E o corpo sabe disso melhor do que a cabeça: enquanto espera pela aprovação alheia, o corpo fecha-se, o maxilar trava, a respiração encurta. É a fisiologia da submissão. Mas quando ousa autorizar-se a agir, mesmo que em pequenos gestos, o corpo floresce: os ombros soltam-se, a respiração desce até ao fundo, e a pele parece ganhar mais espaço. O corpo não mente: ele reconhece a liberdade no instante em que a experimenta.
Então pergunto-lhe uma e outra vez: de quem está à espera? Do marido, da mãe, do pai, do chefe, do olhar de uma amiga, da vizinha, de quem nem sequer (a) conhece? A verdade nua e crua é que ninguém vem. Ninguém vai bater-lhe à porta com um decreto oficial a dizer: “Autorizo esta mulher a viver a sua vida em pleno.” Essa assinatura é você que tem de firmar, e se não a fizer, é certo que viverá para sempre como arrumadora de gavetas da vida dos outros.

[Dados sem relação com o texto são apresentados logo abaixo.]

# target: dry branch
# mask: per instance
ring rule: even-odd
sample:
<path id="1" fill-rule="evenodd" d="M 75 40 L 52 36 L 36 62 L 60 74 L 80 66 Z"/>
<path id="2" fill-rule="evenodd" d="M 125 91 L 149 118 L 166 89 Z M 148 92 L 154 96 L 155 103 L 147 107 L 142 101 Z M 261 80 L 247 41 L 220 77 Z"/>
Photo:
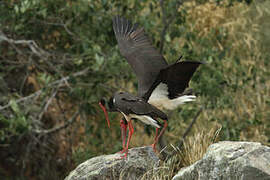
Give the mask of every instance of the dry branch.
<path id="1" fill-rule="evenodd" d="M 179 143 L 176 147 L 174 147 L 172 144 L 171 146 L 174 147 L 175 151 L 173 151 L 172 153 L 168 153 L 165 151 L 166 146 L 162 146 L 163 150 L 161 151 L 161 158 L 163 160 L 165 159 L 169 159 L 170 157 L 174 156 L 177 152 L 179 152 L 183 146 L 184 140 L 187 137 L 188 133 L 191 131 L 192 126 L 195 124 L 196 120 L 198 119 L 199 115 L 201 114 L 201 112 L 203 111 L 203 108 L 201 107 L 200 110 L 197 112 L 197 114 L 193 117 L 191 123 L 189 124 L 188 128 L 186 129 L 186 131 L 184 132 L 182 138 L 179 140 Z"/>
<path id="2" fill-rule="evenodd" d="M 201 112 L 203 111 L 203 108 L 201 107 L 200 110 L 197 112 L 197 114 L 193 117 L 190 125 L 188 126 L 188 128 L 186 129 L 186 131 L 184 132 L 183 136 L 182 136 L 182 139 L 179 141 L 178 143 L 178 149 L 181 150 L 182 146 L 183 146 L 183 143 L 184 143 L 184 140 L 185 138 L 187 137 L 188 133 L 190 132 L 192 126 L 195 124 L 196 120 L 198 119 L 199 115 L 201 114 Z"/>
<path id="3" fill-rule="evenodd" d="M 76 77 L 76 76 L 84 75 L 84 74 L 86 74 L 86 73 L 88 72 L 88 70 L 89 70 L 89 68 L 85 68 L 84 70 L 79 71 L 79 72 L 76 72 L 76 73 L 74 73 L 74 74 L 72 74 L 72 75 L 70 75 L 70 76 L 63 77 L 63 78 L 61 78 L 61 79 L 59 79 L 59 80 L 57 80 L 57 81 L 54 81 L 54 82 L 48 84 L 46 88 L 52 87 L 52 86 L 55 86 L 55 85 L 62 86 L 62 84 L 64 84 L 64 83 L 65 83 L 66 85 L 68 85 L 68 82 L 67 82 L 67 81 L 70 79 L 70 77 Z M 44 88 L 43 88 L 43 89 L 44 89 Z M 26 97 L 17 99 L 15 102 L 18 104 L 18 103 L 21 103 L 21 102 L 26 101 L 26 100 L 28 100 L 28 99 L 31 99 L 31 98 L 34 98 L 34 97 L 38 97 L 38 96 L 42 93 L 43 89 L 40 89 L 40 90 L 34 92 L 33 94 L 30 94 L 29 96 L 26 96 Z M 4 110 L 4 109 L 6 109 L 6 108 L 8 108 L 8 107 L 10 107 L 10 106 L 11 106 L 11 102 L 9 102 L 9 103 L 8 103 L 7 105 L 5 105 L 5 106 L 0 106 L 0 111 L 1 111 L 1 110 Z"/>
<path id="4" fill-rule="evenodd" d="M 58 92 L 58 89 L 59 89 L 60 85 L 61 85 L 61 84 L 59 84 L 59 85 L 57 86 L 57 88 L 53 91 L 52 95 L 50 96 L 50 98 L 49 98 L 48 101 L 46 102 L 44 108 L 42 109 L 42 111 L 41 111 L 40 114 L 38 115 L 38 121 L 41 121 L 41 119 L 42 119 L 44 113 L 47 111 L 47 109 L 48 109 L 49 105 L 51 104 L 53 98 L 56 96 L 56 94 L 57 94 L 57 92 Z"/>
<path id="5" fill-rule="evenodd" d="M 22 45 L 26 45 L 28 46 L 31 51 L 36 54 L 39 57 L 43 57 L 44 56 L 48 56 L 49 53 L 47 53 L 46 51 L 44 51 L 43 49 L 41 49 L 40 47 L 38 47 L 37 43 L 34 40 L 14 40 L 14 39 L 10 39 L 8 38 L 2 31 L 0 31 L 0 42 L 1 41 L 6 41 L 12 45 L 14 44 L 22 44 Z M 15 48 L 17 50 L 18 53 L 22 54 L 21 51 L 19 51 L 17 48 Z"/>
<path id="6" fill-rule="evenodd" d="M 72 124 L 76 118 L 78 117 L 78 115 L 80 114 L 80 111 L 78 110 L 77 112 L 75 112 L 73 114 L 73 116 L 66 122 L 64 123 L 63 125 L 60 125 L 60 126 L 56 126 L 56 127 L 53 127 L 51 129 L 46 129 L 46 130 L 38 130 L 38 129 L 33 129 L 32 132 L 33 133 L 37 133 L 37 134 L 51 134 L 51 133 L 55 133 L 61 129 L 64 129 L 66 127 L 68 127 L 70 124 Z"/>
<path id="7" fill-rule="evenodd" d="M 163 47 L 164 47 L 164 40 L 165 40 L 165 35 L 166 31 L 168 30 L 170 24 L 173 22 L 173 20 L 176 18 L 177 15 L 177 10 L 178 8 L 183 4 L 183 0 L 179 0 L 176 4 L 176 7 L 174 9 L 174 13 L 169 17 L 167 17 L 167 12 L 165 10 L 164 2 L 163 0 L 159 1 L 159 5 L 161 7 L 161 12 L 162 12 L 162 24 L 164 24 L 164 27 L 162 31 L 160 32 L 160 48 L 159 52 L 162 53 Z"/>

Mas talvez esteja a pensar: “Está bem, mas como é que eu, depois de anos a fio de condicionamento, consigo de repente começar a dar-me essa tal autorização?” A resposta é simples, mas dura ao mesmo tempo. Sozinha, até consegue dar alguns passos, mas há padrões que estão cravados fundo demais, como tatuagens emocionais feitas na pele da alma. É aí que entra o apoio psicológico. A terapia é esse espelho sem filtro. Um lugar raro, e seguro por excelência, onde deixa de ser avaliada pela performance, pelo serviço, pelo papel que representa. É um espaço onde não tem de pedir licença para existir — e só isso já é suficientemente transformador. Um bom processo terapêutico é como segurar um espelho, mas não um daqueles espelhos distorcidos que a sociedade lhe tem oferecido. É um espelho nítido, onde se vê que é para além das máscaras e dos gestos automatizados. Psicologicamente, chamamos a isto processo de diferenciação: separar aquilo que é genuinamente seu daquilo que foi introjectado — as vozes alheias, os mandamentos culturais, os medos herdados. É duro, às vezes desconfortável, mas libertador. Volto à pergunta inicial, e desta vez responda-me sem anestesia geral: quem é que lhe disse que precisava de autorização? E até quando vai acreditar nessa mentira?